Second Year Shift: Friendships

Like many second years, I found coming back to uni with a group of people that I was already friends with a much better experience than first year. The idea of living with some of my closest friends was something I was very excited to do. 

The more I found myself settling into second year life, the more I seemed to forget about my second life. The people that had once been my centre over the summer, seemed to slip towards the back of my mind, as if they were existing in another universe. I was forgetting about being home. It seemed a conscious effort to remind myself to check in with people I was close friends with at home, often surprised at how long it had been since the last time we talked. 

Yet talking again felt the most natural thing, like no time had passed. When I came home for reading week, being home once again felt like my new norm and in no time at all uni began to feel like some alternate reality. I was back home seeing the people I always saw, doing the things I always did and, in some ways, it felt like I’d never left. 
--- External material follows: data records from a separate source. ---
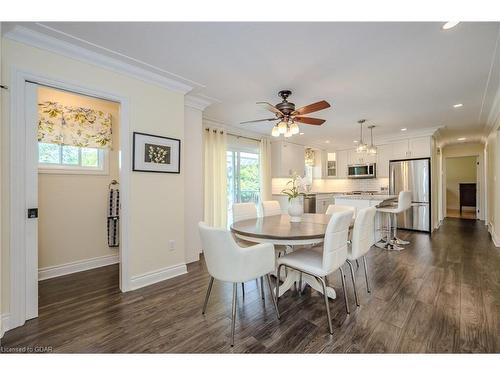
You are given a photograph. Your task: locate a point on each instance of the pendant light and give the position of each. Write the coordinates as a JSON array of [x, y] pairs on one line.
[[371, 149], [361, 145]]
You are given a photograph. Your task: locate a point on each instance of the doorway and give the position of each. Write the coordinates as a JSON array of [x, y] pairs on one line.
[[24, 190], [462, 187]]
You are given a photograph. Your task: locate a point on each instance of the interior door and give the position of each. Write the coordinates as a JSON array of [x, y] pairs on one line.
[[31, 209]]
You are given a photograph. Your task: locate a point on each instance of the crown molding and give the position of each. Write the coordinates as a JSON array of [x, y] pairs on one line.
[[39, 40], [196, 102]]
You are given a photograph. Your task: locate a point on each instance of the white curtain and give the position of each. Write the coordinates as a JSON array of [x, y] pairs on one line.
[[265, 169], [215, 178]]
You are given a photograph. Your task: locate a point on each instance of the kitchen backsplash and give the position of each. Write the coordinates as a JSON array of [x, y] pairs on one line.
[[337, 185]]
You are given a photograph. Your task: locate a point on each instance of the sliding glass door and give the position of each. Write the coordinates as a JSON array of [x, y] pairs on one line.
[[243, 179]]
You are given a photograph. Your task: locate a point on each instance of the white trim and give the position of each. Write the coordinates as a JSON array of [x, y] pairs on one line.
[[4, 323], [20, 258], [494, 237], [153, 277], [196, 102], [39, 40], [78, 266]]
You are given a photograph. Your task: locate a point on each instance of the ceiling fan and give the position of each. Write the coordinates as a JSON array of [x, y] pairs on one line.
[[288, 116]]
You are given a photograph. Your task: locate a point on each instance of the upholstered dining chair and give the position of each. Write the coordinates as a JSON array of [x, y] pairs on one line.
[[332, 208], [228, 262], [362, 239], [271, 208], [320, 264]]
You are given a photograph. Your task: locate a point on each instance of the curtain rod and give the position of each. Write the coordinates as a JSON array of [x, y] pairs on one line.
[[236, 135]]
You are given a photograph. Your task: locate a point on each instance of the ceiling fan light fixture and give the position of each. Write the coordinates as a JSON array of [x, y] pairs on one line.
[[282, 126]]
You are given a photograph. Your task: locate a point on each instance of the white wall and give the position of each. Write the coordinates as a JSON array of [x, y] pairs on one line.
[[156, 206], [73, 207], [193, 165]]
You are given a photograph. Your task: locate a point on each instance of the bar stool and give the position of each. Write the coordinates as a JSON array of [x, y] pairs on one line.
[[392, 242]]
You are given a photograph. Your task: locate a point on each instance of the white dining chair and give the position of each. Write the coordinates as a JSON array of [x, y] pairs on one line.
[[320, 264], [362, 239], [271, 208], [391, 241], [332, 208], [228, 262]]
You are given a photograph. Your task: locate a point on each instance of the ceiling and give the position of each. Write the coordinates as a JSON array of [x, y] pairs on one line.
[[396, 75]]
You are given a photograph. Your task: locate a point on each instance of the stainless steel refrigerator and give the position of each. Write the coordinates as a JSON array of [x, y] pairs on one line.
[[415, 176]]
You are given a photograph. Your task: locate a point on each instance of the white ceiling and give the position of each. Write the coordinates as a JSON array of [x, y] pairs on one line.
[[396, 75]]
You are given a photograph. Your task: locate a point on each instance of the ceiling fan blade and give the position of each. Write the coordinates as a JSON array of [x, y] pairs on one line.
[[309, 120], [271, 108], [264, 119], [318, 106]]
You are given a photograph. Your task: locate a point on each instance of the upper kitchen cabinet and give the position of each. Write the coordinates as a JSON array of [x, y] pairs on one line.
[[287, 158], [342, 157], [412, 148], [384, 155]]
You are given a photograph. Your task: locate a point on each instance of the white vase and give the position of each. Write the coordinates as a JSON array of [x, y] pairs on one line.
[[295, 210]]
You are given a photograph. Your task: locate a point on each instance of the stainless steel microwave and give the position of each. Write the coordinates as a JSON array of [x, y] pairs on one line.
[[367, 170]]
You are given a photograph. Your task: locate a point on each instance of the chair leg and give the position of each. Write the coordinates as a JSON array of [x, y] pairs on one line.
[[278, 272], [210, 283], [262, 286], [366, 275], [351, 267], [323, 284], [345, 293], [271, 294], [233, 313]]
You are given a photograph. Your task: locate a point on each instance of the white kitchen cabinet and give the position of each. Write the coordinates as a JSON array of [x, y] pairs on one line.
[[322, 202], [419, 147], [384, 155], [360, 158], [342, 161], [287, 158]]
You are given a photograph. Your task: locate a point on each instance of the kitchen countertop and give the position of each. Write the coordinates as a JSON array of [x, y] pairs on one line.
[[372, 197]]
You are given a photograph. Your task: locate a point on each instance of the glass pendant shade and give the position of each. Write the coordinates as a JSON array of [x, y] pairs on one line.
[[282, 127]]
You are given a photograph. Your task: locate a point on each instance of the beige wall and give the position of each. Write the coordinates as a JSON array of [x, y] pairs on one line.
[[73, 207], [156, 207], [458, 170]]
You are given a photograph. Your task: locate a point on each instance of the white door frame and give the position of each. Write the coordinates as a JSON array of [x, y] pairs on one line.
[[480, 191], [22, 257]]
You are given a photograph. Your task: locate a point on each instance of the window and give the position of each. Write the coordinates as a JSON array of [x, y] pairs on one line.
[[243, 179], [56, 158]]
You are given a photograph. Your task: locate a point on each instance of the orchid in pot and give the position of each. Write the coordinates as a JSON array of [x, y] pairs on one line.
[[294, 191]]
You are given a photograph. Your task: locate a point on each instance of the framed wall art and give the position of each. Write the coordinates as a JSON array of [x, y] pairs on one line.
[[153, 153]]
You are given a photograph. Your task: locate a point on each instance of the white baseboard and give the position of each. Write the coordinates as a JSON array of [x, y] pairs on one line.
[[494, 237], [78, 266], [5, 324], [153, 277]]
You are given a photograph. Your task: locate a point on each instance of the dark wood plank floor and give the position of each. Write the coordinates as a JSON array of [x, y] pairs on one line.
[[441, 294]]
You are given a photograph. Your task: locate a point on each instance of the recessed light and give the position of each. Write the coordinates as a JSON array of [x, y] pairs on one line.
[[450, 24]]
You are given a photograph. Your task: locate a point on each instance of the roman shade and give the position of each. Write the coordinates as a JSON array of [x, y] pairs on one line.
[[73, 126]]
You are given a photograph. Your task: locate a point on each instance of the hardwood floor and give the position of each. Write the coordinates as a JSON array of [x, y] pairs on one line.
[[440, 295]]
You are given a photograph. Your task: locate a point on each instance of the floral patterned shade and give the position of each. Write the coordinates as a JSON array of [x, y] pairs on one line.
[[73, 126]]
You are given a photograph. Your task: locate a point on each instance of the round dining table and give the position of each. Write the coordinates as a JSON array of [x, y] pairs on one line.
[[278, 230]]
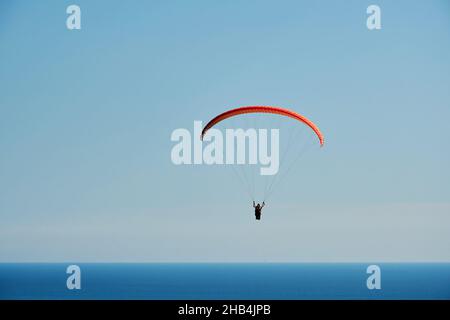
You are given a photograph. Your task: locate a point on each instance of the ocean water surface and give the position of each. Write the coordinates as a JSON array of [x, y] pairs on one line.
[[224, 281]]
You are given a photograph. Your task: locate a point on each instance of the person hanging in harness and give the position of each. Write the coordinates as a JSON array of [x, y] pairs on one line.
[[258, 209]]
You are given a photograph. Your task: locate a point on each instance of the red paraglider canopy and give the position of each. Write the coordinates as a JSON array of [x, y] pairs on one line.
[[263, 109]]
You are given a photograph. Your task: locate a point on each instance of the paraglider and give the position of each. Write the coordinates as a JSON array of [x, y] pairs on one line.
[[268, 110]]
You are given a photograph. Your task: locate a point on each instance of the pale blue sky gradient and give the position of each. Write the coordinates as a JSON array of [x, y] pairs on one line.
[[86, 118]]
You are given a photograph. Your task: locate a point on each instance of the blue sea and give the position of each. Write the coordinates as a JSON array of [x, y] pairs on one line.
[[212, 281]]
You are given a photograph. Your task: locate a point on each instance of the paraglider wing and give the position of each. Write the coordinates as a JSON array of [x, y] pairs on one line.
[[263, 109]]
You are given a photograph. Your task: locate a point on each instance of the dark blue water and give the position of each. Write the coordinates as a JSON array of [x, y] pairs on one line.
[[224, 281]]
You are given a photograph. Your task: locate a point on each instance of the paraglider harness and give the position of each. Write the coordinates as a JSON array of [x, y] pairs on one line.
[[258, 209]]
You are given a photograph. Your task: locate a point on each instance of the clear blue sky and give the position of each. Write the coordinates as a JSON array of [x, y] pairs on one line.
[[86, 118]]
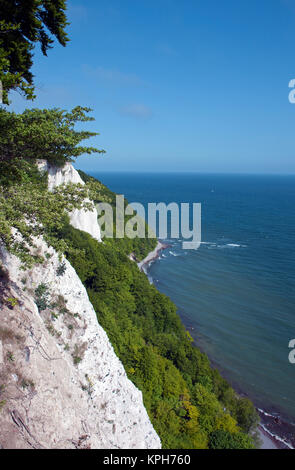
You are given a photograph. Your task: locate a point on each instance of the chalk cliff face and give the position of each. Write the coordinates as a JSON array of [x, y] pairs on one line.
[[61, 383], [80, 219]]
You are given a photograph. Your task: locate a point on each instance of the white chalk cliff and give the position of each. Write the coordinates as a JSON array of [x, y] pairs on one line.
[[80, 218], [61, 383]]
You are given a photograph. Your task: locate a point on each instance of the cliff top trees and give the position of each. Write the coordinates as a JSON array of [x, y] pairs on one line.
[[23, 24], [43, 134]]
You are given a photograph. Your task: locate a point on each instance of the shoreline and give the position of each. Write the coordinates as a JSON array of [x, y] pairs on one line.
[[152, 255], [274, 432]]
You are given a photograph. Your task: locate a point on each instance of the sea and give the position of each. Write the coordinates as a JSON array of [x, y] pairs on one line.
[[236, 292]]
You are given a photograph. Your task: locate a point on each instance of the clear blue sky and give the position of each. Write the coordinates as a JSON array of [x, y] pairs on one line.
[[178, 85]]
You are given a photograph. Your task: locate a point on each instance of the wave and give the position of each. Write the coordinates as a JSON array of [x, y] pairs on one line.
[[174, 254]]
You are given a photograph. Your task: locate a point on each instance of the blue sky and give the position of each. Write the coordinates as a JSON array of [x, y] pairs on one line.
[[178, 85]]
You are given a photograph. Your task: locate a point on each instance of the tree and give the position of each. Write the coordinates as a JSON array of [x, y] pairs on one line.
[[23, 24], [43, 134], [221, 439]]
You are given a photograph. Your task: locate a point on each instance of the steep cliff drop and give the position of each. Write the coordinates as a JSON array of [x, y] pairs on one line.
[[61, 383]]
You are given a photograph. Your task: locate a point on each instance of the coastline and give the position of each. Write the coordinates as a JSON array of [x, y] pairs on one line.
[[153, 255], [273, 432]]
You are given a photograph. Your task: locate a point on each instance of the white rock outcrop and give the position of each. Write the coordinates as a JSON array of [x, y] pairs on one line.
[[64, 386], [80, 218]]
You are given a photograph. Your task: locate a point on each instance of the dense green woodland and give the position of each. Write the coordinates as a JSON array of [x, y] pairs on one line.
[[189, 403]]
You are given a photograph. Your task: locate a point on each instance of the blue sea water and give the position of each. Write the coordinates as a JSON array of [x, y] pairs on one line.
[[237, 291]]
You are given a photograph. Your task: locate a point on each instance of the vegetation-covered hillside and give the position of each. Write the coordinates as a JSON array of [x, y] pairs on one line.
[[189, 403]]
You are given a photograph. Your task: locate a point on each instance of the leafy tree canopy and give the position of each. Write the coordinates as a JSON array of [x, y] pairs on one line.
[[23, 24], [43, 134]]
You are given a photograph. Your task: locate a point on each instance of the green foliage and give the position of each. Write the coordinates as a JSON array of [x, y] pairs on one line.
[[29, 210], [186, 399], [61, 269], [221, 439], [12, 301], [42, 134], [23, 24], [139, 247]]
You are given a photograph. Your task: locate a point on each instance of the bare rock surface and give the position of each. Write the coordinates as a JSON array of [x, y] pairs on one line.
[[80, 218], [61, 383]]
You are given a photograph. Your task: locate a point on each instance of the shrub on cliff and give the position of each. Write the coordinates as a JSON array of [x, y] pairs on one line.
[[186, 399], [43, 134]]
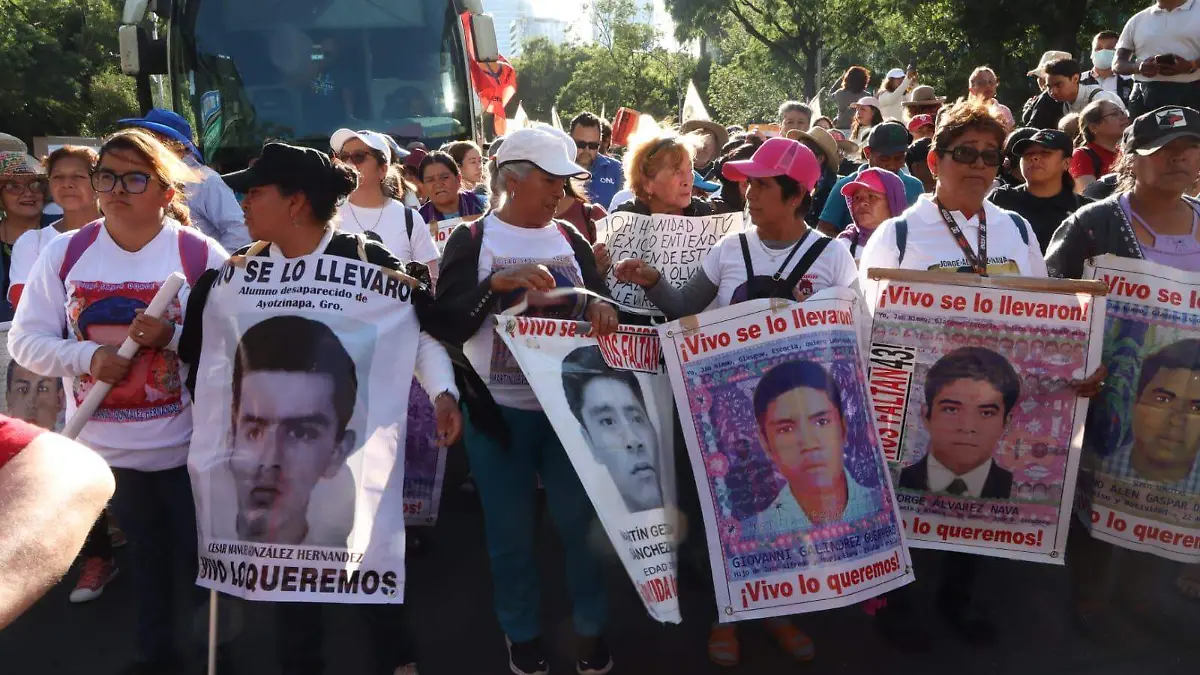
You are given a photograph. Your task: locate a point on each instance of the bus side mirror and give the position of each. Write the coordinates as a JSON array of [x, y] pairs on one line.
[[483, 31], [139, 53]]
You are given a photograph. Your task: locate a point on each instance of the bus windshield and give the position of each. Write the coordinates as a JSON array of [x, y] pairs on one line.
[[298, 70]]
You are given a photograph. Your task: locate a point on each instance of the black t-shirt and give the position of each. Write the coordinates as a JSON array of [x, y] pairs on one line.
[[1045, 214]]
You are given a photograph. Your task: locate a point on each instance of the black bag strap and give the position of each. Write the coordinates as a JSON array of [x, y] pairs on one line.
[[745, 255], [805, 262]]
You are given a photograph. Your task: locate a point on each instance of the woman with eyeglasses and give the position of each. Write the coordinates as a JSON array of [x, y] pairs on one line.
[[375, 208], [70, 185], [443, 187], [85, 296], [1101, 126], [22, 198]]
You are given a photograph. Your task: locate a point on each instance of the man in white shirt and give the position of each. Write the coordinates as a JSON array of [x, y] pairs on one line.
[[1104, 52], [970, 394], [1161, 47], [291, 414], [1063, 85]]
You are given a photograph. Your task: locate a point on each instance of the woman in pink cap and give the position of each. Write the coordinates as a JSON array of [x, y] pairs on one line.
[[875, 196], [779, 256]]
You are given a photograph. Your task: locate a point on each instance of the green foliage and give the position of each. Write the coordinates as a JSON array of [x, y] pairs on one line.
[[61, 75]]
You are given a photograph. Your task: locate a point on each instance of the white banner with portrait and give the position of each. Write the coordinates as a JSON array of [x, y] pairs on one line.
[[610, 402], [301, 405]]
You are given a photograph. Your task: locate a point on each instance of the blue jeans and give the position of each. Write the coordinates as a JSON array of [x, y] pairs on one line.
[[156, 511], [508, 488]]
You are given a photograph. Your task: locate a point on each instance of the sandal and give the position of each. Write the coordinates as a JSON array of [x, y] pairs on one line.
[[723, 645], [790, 638], [1188, 583]]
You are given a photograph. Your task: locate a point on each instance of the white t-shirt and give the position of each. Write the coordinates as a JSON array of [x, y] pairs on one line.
[[503, 246], [145, 422], [389, 223], [725, 267], [1155, 31], [24, 255], [930, 245]]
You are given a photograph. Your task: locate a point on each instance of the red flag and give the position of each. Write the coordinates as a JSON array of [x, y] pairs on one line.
[[495, 83]]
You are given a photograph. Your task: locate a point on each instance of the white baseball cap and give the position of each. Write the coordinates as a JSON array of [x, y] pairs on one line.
[[545, 149], [372, 139]]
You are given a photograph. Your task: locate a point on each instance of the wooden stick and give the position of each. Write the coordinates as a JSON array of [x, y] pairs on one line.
[[1003, 282]]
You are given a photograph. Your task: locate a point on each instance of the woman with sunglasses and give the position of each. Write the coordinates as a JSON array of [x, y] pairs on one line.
[[375, 208], [85, 296], [22, 198], [1101, 126], [443, 186]]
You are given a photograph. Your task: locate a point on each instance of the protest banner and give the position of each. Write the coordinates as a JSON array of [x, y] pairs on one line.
[[425, 461], [798, 509], [611, 406], [1140, 479], [27, 395], [301, 405], [675, 245], [971, 394], [441, 230]]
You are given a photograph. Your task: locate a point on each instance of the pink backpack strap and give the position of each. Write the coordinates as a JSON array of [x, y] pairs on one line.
[[193, 251], [81, 242]]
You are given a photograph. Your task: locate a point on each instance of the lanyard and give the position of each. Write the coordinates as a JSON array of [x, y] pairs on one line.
[[978, 262]]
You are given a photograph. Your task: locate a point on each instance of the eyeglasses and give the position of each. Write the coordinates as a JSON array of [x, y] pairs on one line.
[[355, 157], [18, 189], [135, 183], [967, 155]]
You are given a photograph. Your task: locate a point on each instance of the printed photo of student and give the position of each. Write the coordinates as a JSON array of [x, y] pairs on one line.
[[798, 406], [970, 394], [285, 444], [1165, 420], [612, 414]]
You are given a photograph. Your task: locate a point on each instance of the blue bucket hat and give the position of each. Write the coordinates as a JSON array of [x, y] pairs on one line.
[[169, 124]]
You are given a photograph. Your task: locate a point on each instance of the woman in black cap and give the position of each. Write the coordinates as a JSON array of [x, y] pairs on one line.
[[292, 195], [1151, 217]]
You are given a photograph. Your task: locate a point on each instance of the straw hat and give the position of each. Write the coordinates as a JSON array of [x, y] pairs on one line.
[[822, 139], [924, 95]]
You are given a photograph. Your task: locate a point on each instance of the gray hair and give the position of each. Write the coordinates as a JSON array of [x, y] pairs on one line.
[[498, 187]]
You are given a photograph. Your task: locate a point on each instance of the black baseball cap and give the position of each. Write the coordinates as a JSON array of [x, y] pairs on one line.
[[888, 138], [287, 166], [1049, 138], [1151, 131]]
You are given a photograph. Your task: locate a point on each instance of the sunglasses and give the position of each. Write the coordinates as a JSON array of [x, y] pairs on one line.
[[18, 189], [135, 183], [355, 157], [967, 155]]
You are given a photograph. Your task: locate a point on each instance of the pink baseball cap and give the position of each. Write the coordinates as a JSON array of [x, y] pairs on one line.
[[919, 121], [865, 180], [778, 156]]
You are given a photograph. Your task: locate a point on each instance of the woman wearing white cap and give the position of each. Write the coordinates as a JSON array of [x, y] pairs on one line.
[[515, 254], [779, 257], [375, 208]]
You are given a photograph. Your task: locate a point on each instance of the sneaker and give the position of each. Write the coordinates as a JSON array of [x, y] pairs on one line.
[[594, 657], [527, 658], [96, 574]]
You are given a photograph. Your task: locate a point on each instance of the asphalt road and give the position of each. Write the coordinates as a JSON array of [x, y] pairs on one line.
[[449, 596]]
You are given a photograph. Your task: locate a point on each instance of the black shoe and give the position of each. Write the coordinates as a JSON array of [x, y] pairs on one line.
[[901, 628], [969, 622], [527, 658], [594, 657]]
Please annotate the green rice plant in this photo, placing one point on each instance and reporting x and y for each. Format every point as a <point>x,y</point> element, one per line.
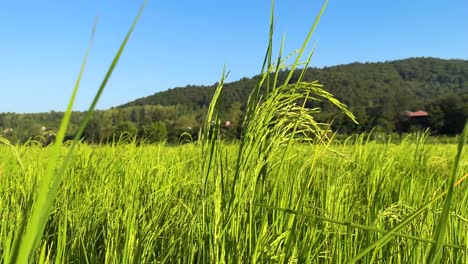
<point>30,232</point>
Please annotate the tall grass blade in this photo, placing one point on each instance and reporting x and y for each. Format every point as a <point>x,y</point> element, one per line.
<point>48,189</point>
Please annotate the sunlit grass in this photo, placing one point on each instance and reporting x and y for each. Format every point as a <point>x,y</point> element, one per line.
<point>284,193</point>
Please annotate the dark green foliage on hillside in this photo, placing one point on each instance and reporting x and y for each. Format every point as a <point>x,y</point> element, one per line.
<point>377,94</point>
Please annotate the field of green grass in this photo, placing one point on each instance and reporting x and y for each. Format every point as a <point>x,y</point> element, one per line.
<point>319,204</point>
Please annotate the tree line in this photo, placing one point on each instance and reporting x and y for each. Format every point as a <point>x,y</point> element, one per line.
<point>377,93</point>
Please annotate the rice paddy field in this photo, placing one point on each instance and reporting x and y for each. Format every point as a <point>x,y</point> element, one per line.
<point>316,203</point>
<point>286,192</point>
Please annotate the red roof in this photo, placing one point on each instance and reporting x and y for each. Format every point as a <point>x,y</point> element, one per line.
<point>418,113</point>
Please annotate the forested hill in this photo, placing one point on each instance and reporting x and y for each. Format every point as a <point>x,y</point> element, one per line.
<point>375,92</point>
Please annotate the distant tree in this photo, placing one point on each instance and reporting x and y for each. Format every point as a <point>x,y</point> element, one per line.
<point>125,131</point>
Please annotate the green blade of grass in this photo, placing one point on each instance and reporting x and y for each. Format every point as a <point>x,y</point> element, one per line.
<point>39,213</point>
<point>49,184</point>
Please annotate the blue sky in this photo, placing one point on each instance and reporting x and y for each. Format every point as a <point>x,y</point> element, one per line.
<point>187,42</point>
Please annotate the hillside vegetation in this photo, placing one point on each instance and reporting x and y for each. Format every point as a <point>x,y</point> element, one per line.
<point>377,93</point>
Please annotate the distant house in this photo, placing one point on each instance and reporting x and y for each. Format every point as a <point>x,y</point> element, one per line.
<point>412,121</point>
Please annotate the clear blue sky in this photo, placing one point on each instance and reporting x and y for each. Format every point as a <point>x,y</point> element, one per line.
<point>187,42</point>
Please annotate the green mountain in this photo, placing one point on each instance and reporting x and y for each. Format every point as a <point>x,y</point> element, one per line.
<point>377,93</point>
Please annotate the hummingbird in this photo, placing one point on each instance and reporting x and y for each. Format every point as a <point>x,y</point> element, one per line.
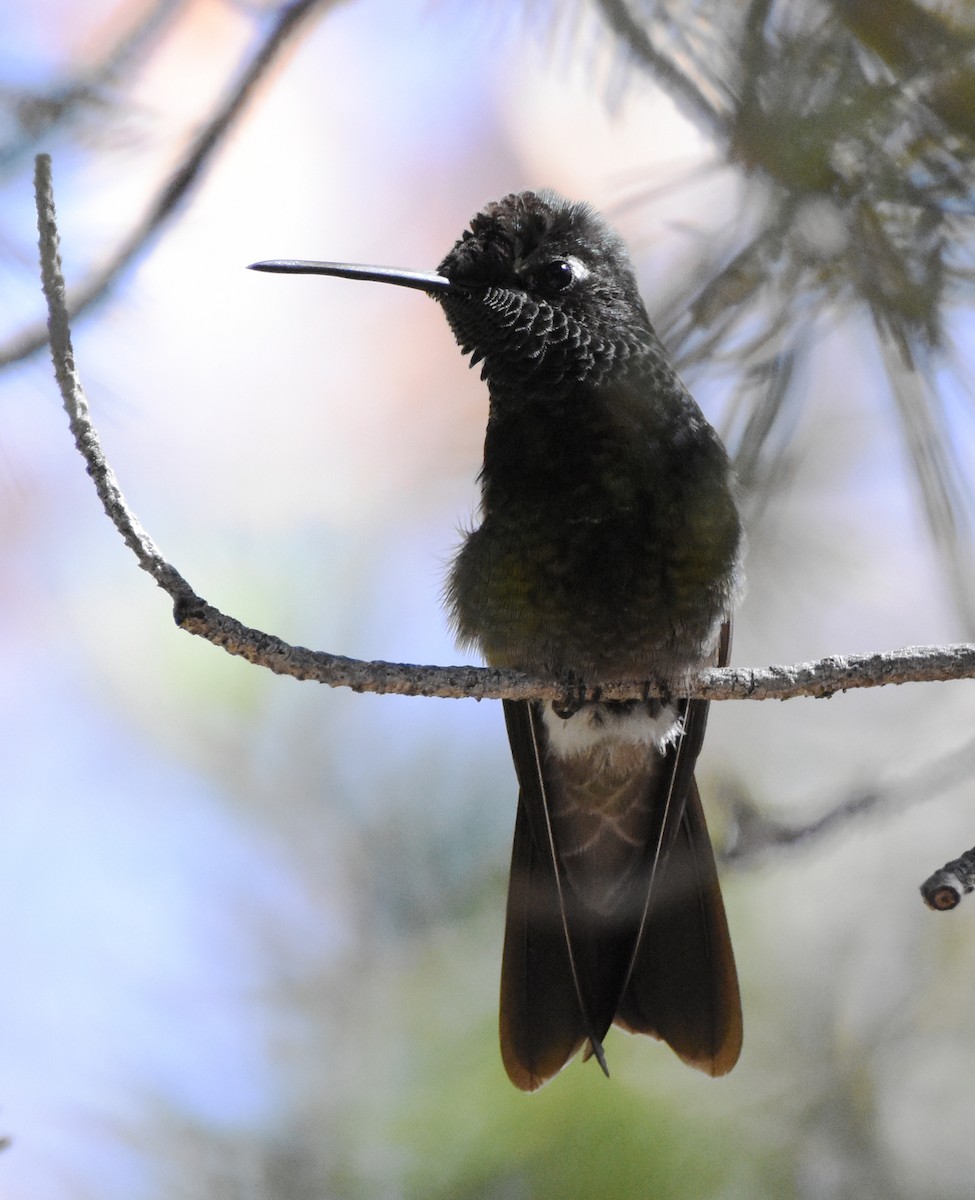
<point>609,549</point>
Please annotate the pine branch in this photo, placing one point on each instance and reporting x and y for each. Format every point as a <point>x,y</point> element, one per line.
<point>195,616</point>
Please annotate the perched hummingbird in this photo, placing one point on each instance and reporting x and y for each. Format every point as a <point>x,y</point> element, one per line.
<point>609,549</point>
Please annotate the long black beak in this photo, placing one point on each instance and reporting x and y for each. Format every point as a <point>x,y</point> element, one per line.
<point>423,281</point>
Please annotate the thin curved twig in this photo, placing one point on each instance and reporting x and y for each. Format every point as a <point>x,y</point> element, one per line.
<point>95,288</point>
<point>193,615</point>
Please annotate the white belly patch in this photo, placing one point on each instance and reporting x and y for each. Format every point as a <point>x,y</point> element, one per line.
<point>597,726</point>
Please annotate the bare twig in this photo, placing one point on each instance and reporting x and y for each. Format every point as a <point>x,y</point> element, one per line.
<point>95,288</point>
<point>193,615</point>
<point>944,889</point>
<point>754,835</point>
It was strange to remember that in first year these people had seemed like the centre of my world, the people I was separated from by uni. But as time went on and I met more people and began to spend all my time with them, this shifted. By second year I was moving into a house with people I had only known for a year but already felt like longer, I couldn’t help but think how different this all was from last year.  

Moving into a flat with people I didn’t know in a city that I had never lived before was more challenging than I’d originally thought. It felt more overwhelming and anticlimactic than exciting for the first few weeks. No matter how many times people tell you that everyone is in the same boat in first year, it is still a daunting thing to make new friends to fill the hole of the ones that you left behind.  

Eventually I found my people through random events and chance encounters like sitting next to someone in my first ever lecture and meeting people through societies (some of which I never went back to).  

As uni goes on and sixth form and college begin to fade more into the background, it takes more of a conscious effort to keep those friendships going. Making the time in the day to call a friend you haven’t spoken to in a while, making plans to visit them at other universities or just sending reels. I begin to appreciate the friends who I cannot see for months and then meet up again and feel as if no time has passed.

Keeping a long-distance friendship alive takes effort from both sides, especially when uni begins to feel like the main part of my life, I have to remind myself I exist in multiple universes not only the one I am currently in.